Tuesday, December 9, 2014

Working on The Necklace - Map Generation

Klax and I worked a lot more on the Necklace last night, on setting generation tables. We came up with a sweet method to generate maps of the local area. Set a center point in the middle of apiece of paper. This is most likely a settlement of some kind, but could be anything - a wreck, an asteroid, some godforsaken mat on the River, whatever. It's Where You Are Now. Roll on the main table, take the result - say Rock in the River, meaning an asteroid that has been lodged in the river, making an island - and then roll 1d100. This tells you how far away from the center it is. Go along the river, up or downstream, and put in the a symbol for the rock and a note "Rock" and the distance, like "Rock (54)". Roll again and do the same thing - say "Jungle Ball (27)". Put a symbol for the Jungle Ball approximately 26 units away from the center, away from the River, floating in air. Continue until your local area map fills up to your satisfaction.

Now for each setting element, roll on the proper sub table. So, for "Rock (54)", roll on the Rock in the River table. You roll up a result of "Carnivale Settlement", then the size of the rock (large) the composition of the rock (Nickel-Iron), and the vegetation (forest). For settlements, there is a further sub-table appropriate to the culture (Carnivale) you can roll on to define things further. Say it turns out to be a Large Carnivale town, with a fishing fleet, river port, and mine. There's a cultural sub-table you can use to create the specific Carnivale culture - because Carnivale tech level is so low, each town or village can be wildly different from its neighbors.

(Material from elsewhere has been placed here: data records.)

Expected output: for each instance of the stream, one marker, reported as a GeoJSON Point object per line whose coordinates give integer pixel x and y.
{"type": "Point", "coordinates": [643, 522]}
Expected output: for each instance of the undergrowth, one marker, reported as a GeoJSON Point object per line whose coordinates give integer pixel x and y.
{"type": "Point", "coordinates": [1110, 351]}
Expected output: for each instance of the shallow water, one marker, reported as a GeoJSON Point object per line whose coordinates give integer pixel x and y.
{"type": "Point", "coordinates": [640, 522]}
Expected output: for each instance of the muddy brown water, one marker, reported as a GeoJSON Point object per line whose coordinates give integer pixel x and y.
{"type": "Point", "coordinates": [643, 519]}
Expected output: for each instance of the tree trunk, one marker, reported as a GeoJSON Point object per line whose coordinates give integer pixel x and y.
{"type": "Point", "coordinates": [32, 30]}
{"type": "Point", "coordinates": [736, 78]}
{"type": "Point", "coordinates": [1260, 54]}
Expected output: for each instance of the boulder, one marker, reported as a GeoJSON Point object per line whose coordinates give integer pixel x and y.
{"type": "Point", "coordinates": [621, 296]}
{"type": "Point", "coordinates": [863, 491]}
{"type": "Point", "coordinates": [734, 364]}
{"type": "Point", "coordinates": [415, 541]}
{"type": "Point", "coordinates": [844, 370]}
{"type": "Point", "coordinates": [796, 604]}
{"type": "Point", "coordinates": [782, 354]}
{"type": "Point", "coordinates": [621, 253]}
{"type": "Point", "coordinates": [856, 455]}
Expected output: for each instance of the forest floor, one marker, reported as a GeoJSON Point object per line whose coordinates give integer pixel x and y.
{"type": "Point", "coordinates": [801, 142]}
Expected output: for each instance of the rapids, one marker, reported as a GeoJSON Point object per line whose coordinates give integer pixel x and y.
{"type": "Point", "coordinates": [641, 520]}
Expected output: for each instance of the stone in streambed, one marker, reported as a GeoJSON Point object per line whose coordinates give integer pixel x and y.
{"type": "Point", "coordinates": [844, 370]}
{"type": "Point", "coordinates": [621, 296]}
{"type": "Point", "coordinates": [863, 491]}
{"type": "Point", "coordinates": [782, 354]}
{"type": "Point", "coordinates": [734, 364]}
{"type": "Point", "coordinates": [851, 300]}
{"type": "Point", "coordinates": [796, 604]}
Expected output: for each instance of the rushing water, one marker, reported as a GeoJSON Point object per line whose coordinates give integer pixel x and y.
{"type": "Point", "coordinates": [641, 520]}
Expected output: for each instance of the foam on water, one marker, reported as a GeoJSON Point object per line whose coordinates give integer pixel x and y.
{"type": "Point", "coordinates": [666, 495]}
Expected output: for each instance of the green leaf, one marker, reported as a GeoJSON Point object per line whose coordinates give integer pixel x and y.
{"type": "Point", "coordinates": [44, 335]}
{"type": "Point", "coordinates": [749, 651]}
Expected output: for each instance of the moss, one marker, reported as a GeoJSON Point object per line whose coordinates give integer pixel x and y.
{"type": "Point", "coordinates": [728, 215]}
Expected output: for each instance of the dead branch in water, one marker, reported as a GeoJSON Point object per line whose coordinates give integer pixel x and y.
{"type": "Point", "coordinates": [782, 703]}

The distances you roll are undefined, and you can define them. Travel time is a good way to define things, say the number of hours it takes to get there, and that would depend greatly on the method you use to travel. A fusion jet airship travels a lot faster than a riverboat, which travels a lot faster than a dugout canoe. You could also define the units as kilometers, or days of travel, or whatever. It's all relative.